Thanks Guys for the insight, but we have our heart set on the 26rs. A little bit shorter to tow and the four bunks still. Our pop up is an antique that I restored a few years back. It is a 1976 starcraft galaxy swinger. Not sure if that is what you are looking for. Probably sell for around $950. Stumpy


----------



## matthoghaug (Feb 28, 2006)

Stumpy said:


> Located in Milwaukee, WI and looking for a used Outback 26rs. Willing to travel within an 6 hour range to pick it up. We are upgrading from a pop up and like the layout of this trailer.
> 
> Thanks - Craig


not trying to talk you into something else (ok i am )but
we have a 2006 25rss for sale we love it but looking to get a pop-up. we live in twin cities call if you have any questions our last post and a link was on march 29. What is your pop-up and how much do you want 612 998-7137 matt
[/quote]

Thanks Guys for the insight, but we have our heart set on the 26rs. A little bit shorter to tow and the four bunks still. Our pop up is an antique that I restored a few years back. It is a 1976 starcraft galaxy swinger. Not sure if that is what you are looking for.
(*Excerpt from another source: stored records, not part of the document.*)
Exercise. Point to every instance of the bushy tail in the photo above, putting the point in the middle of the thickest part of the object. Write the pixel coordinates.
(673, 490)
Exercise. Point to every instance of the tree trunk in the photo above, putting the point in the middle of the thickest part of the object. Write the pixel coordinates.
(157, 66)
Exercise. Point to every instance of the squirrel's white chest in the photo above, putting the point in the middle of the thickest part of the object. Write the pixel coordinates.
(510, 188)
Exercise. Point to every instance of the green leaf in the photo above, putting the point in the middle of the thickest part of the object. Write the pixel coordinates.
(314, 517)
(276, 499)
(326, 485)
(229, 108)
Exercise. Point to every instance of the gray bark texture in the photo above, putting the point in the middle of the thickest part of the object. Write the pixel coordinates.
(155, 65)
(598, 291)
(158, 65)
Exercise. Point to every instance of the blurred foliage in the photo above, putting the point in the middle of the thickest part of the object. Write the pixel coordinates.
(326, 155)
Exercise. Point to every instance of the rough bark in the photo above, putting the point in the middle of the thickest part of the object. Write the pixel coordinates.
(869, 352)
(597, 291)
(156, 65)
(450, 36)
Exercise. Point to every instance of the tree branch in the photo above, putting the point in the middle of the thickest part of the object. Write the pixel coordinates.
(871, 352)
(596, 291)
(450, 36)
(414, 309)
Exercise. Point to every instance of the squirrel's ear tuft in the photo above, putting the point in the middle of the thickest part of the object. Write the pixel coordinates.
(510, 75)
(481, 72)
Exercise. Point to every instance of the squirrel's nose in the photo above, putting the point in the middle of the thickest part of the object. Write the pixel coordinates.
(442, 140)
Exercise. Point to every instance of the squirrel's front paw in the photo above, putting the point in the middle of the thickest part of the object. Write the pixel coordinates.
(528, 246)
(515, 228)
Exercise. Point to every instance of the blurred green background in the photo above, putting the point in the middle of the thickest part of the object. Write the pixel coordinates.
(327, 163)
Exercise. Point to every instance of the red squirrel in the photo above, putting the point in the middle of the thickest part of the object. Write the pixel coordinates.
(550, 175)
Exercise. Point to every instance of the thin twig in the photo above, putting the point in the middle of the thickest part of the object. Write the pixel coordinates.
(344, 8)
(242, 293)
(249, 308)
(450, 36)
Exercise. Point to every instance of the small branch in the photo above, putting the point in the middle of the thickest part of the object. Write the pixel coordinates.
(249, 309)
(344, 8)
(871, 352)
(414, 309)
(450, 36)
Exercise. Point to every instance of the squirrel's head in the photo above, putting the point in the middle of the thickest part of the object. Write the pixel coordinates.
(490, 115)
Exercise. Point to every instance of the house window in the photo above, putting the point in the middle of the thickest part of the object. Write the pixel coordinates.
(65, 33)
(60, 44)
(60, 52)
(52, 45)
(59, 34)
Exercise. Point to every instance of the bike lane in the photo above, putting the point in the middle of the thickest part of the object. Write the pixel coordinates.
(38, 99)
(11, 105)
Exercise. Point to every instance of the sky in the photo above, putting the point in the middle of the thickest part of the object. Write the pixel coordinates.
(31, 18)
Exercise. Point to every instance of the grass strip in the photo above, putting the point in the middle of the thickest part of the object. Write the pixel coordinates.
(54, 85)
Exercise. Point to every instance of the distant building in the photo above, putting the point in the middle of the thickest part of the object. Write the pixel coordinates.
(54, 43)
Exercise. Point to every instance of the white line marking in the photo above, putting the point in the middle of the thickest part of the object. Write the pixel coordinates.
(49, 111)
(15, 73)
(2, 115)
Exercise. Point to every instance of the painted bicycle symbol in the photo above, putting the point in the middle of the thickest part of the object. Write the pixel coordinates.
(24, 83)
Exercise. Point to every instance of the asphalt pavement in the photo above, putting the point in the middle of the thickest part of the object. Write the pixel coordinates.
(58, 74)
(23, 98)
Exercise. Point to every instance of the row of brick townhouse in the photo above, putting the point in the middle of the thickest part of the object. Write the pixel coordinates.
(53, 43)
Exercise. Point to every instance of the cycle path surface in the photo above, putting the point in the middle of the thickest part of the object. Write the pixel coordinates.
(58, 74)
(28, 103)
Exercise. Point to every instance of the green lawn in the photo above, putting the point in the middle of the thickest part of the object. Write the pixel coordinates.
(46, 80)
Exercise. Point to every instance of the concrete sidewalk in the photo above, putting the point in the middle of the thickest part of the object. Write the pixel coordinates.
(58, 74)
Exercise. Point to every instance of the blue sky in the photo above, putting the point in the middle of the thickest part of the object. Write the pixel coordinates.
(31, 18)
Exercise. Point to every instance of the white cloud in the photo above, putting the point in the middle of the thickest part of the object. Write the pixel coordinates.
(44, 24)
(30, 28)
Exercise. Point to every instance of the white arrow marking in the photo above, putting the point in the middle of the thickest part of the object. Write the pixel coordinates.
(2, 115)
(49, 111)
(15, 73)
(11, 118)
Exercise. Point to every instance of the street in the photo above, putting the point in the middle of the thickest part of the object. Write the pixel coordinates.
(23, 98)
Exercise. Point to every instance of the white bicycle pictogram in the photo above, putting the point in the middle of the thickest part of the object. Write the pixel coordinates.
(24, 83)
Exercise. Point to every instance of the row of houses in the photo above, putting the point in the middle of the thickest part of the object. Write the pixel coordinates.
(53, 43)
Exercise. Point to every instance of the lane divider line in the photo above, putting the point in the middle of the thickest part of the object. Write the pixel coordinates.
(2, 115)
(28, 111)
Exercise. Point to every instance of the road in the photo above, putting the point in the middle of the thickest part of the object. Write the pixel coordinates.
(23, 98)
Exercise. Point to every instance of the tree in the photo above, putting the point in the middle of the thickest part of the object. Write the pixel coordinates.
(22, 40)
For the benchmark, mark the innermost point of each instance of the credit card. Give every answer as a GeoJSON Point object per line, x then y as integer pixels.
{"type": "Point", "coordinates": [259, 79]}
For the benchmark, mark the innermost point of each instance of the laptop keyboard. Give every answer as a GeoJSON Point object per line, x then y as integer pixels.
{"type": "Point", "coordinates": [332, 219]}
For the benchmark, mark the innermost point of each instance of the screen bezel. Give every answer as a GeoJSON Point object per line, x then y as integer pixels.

Probably sell for around $950. Stumpy
[/quote]
did you see the 02 26rs post on feb 10 or 11


----------



## Stumpy (Apr 5, 2010)

Proud to say we are the new owners of a 26rs. Bought yesterday from Rollin On RV in IN. A 2007 and in very good shape. They were able to deal with us and we are very happy with our purchase. STUMPY


----------



## Rob_G (Feb 16, 2006)

Congrats on the new purchase! It's going to bring fun for you and your family for years to come!


----------



## Kelly in Canada (Aug 10, 2009)

Stumpy said:


> Proud to say we are the new owners of a 26rs. Bought yesterday from Rollin On RV in IN. A 2007 and in very good shape. They were able to deal with us and we are very happy with our purchase. STUMPY


Do you mind me asking what price range it was in? I just found a 2004 26RS in good shape with the hitch for $11,000. I told them I'm interested but am curious to see how 3 years affects the price.

Thanks


----------